Re: [PATCH 4/4] drivers:pci:hv: New paravirtual PCI front-end for Hyper-V VMs

Thomas Gleixner Sun, 02 Aug 2015 01:48:50 -0700

On Sun, 2 Aug 2015, ja...@microsoft.com wrote:
> +#include <linux/kernel.h>
> +#include <linux/jiffies.h>
> +#include <linux/mman.h>
> +#include <linux/delay.h>
> +#include <linux/init.h>
> +#include <linux/module.h>
> +#include <linux/slab.h>
> +#include <linux/kthread.h>
> +#include <linux/completion.h>
> +#include <linux/notifier.h>
> +#include <linux/of_pci.h>
> +#include <linux/of_platform.h>
> +#include <linux/pci.h>
> +#include <linux/semaphore.h>
> +#include <linux/irqdomain.h>
> +#include <asm/irqdomain.h>
> +#include <linux/msi.h>


I seriously doubt, that you need all of these includes.
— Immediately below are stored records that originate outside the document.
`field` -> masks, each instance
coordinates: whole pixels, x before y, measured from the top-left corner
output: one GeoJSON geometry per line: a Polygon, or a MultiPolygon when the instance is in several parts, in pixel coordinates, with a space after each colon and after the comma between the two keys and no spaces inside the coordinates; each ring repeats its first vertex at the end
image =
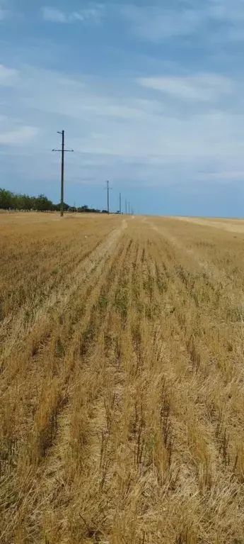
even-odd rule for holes
{"type": "Polygon", "coordinates": [[[244,543],[244,221],[0,215],[1,544],[244,543]]]}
> +/* Interrupt management hooks */
> +
> +/**
> + * hv_msi_free() - Free the MSI.
> + * @domain:  The interrupt domain pointer
> + * @info:    Extra MSI-related context
> + * @virq:    Identifies the IRQ.
> + *
> + * The Hyper-V parent partition and hypervisor are tracking the
> + * messages that are in use, keeping the interrupt redirection
> + * table up to date.  This callback sends a message that frees
> + * the the IRT entry and related tracking nonsense.
> + */
> +void hv_msi_free(struct irq_domain *domain, struct msi_domain_info *info,
> +              unsigned int virq)

static?

> +{
> +     struct pci_delete_interrupt *int_pkt;
> +     struct {
> +             struct pci_packet pkt;
> +             u8 buffer[sizeof(struct pci_delete_interrupt) -
> +                       sizeof(struct pci_message)];
> +     } ctxt;
> +     struct hv_pcibus_device *hbus;
> +     struct hv_pci_dev *hpdev;
> +     struct irq_desc *desc;
> +     struct msi_desc *msi;
> +     struct tran_int_desc *int_desc;
> +     struct irq_desc *irq_desc;
> +
> +     desc = irq_to_desc(virq);
> +     msi = irq_desc_get_msi_desc(desc);

Why do you need to lookup the irq descriptor if you want the msi descriptor?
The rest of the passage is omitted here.